The difference, dear friends, is the difference between a religion and a relationship. The multitudes do not have a relationship with Jesus, and so they must travel to where He is and work their way into His presence in hopes of touching Him.
This is the way many church services operate. We go here and there hoping to touch something of the power of God, or the presence of God. Many times we do in fact touch something or receive something from the Lord – not because of the meeting, but in spite of the meeting. Even so, that touch does not last for very long. It is a touch, it is not the Living Christ. Soon we begin checking the calendar for the next meeting, gathering, conference, or church service so we can go back and get another touch. This represents something lacking in our walk.
I have been in many meetings where the worship leaders spent a great deal of time and energy trying to get people to “enter in” to worship or “enter in” to the presence of God. I used to lead worship this way and it can be very frustrating. Perhaps they enter in; perhaps they do not enter in. Either way, this struggle to “enter in” only proves one thing: neither the worship leaders nor the worshippers are abiding in Christ.
To abide in Him is to remain in Him. If we remain in Him we do not have to enter in to Him over and over again. That would be like trying to get into a room in which I am already sitting. Once we are in the room, and we are seated, we do not have to try and enter in.
“He who overcomes, I will make him a pillar in the temple of My God, and he shall go out no more” (Revelation 3:12a). Overcomers do not go to church to enter in to God; they do not require worship leaders to get them in the mood; they do not follow the multitudes around hoping to get a touch from the Lord. Overcomers are pillars in the Church that Jesus is building. They are permanent fixtures in the temple and they do not go out and in. They simply abide in Him.
I had the privilege once of eating lunch with two pillars. The younger brother was from Australia, and the older brother was from England. When I say “older brother” I mean this gentleman was ninety-four years old. Before we began eating we asked the English brother to pray. Right there in the restaurant he cried out, “Heavenly Father!” He said it so slowly and deliberately and loudly that I thought his prayer would probably last thirty minutes or more. After a pause, he quietly said, “Thank you.” And we began to eat.
May I say that this brother spent no time entering in, because he was already abiding. With two or three words he brought us before the throne of God, and the very presence of Jesus was immediately manifest. This is what it means to touch the living Christ – immediately, effortlessly.
How do we abide in Christ? “As you have therefore received Christ Jesus the Lord, so walk in Him” (Colossians 2:6). Receiving Christ Jesus the Lord is the Gate, while walking in Him is the Path. The first happens in a moment, while the second is a daily process. How did we receive Christ Jesus the Lord? We came to Him with all our sins, and weaknesses, and needs, and we cast ourselves upon Him. We trusted in His Life, and His Love, and His Grace, and His Mercy to save us.

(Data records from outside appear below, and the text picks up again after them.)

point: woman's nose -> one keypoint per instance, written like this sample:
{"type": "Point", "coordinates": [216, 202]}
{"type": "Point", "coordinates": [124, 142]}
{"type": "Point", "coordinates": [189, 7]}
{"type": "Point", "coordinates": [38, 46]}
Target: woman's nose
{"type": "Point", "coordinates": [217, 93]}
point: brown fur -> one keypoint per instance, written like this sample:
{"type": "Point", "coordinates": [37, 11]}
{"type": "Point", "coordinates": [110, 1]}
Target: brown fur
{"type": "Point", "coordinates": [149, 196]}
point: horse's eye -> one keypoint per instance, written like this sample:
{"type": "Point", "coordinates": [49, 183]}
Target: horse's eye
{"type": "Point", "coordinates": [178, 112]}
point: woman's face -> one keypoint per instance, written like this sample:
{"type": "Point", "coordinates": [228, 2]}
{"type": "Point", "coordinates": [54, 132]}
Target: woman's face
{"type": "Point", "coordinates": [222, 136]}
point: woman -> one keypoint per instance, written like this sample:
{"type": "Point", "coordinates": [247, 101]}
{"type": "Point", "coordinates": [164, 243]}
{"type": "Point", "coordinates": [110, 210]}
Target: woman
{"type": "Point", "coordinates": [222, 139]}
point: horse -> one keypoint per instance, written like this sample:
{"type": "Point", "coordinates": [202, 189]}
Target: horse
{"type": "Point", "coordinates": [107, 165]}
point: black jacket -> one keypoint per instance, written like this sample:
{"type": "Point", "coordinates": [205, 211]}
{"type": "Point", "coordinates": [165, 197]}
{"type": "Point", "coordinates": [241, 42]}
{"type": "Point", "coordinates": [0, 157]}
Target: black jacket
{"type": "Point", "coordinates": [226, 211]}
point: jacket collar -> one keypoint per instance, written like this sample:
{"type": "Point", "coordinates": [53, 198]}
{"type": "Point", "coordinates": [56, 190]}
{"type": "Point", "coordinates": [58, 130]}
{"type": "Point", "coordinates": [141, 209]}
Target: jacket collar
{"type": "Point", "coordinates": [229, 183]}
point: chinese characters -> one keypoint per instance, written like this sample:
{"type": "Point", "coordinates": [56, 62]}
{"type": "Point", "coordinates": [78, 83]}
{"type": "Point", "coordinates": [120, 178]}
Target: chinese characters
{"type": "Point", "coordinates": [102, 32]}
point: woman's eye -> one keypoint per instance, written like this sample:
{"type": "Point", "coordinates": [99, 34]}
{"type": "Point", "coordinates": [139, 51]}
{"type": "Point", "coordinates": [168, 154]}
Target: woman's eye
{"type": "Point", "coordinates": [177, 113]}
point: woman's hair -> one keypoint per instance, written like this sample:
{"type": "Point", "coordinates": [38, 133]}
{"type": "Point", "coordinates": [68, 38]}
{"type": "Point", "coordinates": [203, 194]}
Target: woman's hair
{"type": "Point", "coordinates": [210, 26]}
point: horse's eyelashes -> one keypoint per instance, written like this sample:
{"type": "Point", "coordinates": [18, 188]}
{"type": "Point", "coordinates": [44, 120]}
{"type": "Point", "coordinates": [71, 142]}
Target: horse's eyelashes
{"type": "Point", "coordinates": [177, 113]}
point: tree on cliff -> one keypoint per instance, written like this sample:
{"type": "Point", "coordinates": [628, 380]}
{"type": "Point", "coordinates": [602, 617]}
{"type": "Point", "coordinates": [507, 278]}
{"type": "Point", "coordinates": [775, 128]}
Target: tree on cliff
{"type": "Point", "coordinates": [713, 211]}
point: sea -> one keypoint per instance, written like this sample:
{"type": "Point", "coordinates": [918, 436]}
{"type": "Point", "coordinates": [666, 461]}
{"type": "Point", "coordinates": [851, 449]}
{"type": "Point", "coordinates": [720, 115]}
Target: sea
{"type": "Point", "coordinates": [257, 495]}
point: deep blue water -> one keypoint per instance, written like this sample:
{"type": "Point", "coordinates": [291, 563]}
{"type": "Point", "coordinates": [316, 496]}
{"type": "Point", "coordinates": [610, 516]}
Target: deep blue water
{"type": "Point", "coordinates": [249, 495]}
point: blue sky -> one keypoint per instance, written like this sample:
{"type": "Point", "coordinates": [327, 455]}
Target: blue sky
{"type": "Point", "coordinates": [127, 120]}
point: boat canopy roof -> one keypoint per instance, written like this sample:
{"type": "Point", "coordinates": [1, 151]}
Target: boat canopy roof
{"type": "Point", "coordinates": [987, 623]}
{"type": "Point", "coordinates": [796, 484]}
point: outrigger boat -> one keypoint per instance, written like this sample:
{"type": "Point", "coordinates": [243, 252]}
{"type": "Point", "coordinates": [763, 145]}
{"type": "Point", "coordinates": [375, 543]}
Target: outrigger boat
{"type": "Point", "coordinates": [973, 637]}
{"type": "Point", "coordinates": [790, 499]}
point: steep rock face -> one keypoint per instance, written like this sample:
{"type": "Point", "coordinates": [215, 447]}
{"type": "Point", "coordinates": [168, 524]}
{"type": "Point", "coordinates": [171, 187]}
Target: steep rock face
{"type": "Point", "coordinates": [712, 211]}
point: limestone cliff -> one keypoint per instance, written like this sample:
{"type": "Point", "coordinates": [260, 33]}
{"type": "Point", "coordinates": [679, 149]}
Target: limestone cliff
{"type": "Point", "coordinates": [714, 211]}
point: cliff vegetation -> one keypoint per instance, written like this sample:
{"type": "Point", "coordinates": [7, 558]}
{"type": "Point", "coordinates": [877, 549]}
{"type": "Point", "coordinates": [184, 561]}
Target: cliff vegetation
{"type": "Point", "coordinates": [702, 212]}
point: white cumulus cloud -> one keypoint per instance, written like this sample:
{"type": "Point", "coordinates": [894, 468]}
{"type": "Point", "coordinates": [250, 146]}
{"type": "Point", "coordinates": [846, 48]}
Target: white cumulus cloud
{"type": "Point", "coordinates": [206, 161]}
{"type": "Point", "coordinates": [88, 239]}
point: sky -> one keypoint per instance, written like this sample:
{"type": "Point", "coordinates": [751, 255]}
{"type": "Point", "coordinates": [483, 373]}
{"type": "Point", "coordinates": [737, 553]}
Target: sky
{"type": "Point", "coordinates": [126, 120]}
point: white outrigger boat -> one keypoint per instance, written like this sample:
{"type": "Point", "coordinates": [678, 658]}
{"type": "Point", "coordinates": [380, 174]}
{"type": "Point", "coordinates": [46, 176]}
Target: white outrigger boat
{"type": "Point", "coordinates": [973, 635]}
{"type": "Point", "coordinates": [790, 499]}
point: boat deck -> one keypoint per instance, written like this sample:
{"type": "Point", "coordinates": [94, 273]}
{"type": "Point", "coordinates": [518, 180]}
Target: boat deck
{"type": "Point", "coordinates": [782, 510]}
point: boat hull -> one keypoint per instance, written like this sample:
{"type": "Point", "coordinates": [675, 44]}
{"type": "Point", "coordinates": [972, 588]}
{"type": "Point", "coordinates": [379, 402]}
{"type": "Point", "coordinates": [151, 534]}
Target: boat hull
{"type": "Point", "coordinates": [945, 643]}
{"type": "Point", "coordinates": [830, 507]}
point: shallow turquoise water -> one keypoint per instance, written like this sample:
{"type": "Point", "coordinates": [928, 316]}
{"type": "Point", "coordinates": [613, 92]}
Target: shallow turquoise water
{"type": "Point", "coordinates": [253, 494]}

And so He did.
What is the next step? It is this: to walk in Him as you received Him. “As you have received… so walk.” We are not saved by Grace and then left to live the Christian life in our own strength. Instead, we walk in Him the same way we received Him – by Grace, through Faith, and that not of ourselves. From start to finish it is the Gift of God.
I need Him as much today as I ever have. How about you? Apart from Him I can do nothing. Is this your experience also, or do you still think there are many things you can do without Him? I am still in need of His Life, and Love, and Grace, and Mercy in order to live. Are you that much different from me? I think not. We all approach Him the same way.
This understanding will naturally cause us to humble ourselves as little children. I do not know, I cannot say. I only know what Daddy says and I only see what Daddy does, and this is all I know. How do I know these things? When I pray, when I read the Scriptures, when I spend time with my brothers and sisters, when I just live life and keep my eyes open and my mouth closed, then I begin to experience intimacy with God, and that is when I begin to touch the living Christ – even though I know that these activities by themselves are not Christ. They can lead me to Him, and they can help me to abide in Him. Yet the goal is not the activity, but the intimacy.
To touch the living Christ we must first believe that He is, in fact, the living Christ. He is not dead. He is not a historical figure from two thousand years ago. He is not a mystical presence dwelling somewhere in the far reaches of the universe. He is not a system of theology or a doctrinal statement. He is not something I enter in to when I go to religious meetings, and something I leave when I go home. He is the Living Lord Who lives in me now, Who lives through me now, Who is with me everywhere I go.
This is not a complicated thing to understand, but our head tends to get in the way of our heart. The exhortation to abide is for little children, not grown-ups. Little children! There is a simplicity in Christ that the multitudes cannot comprehend. We cannot wrap our brains around it, we must immerse our hearts into it.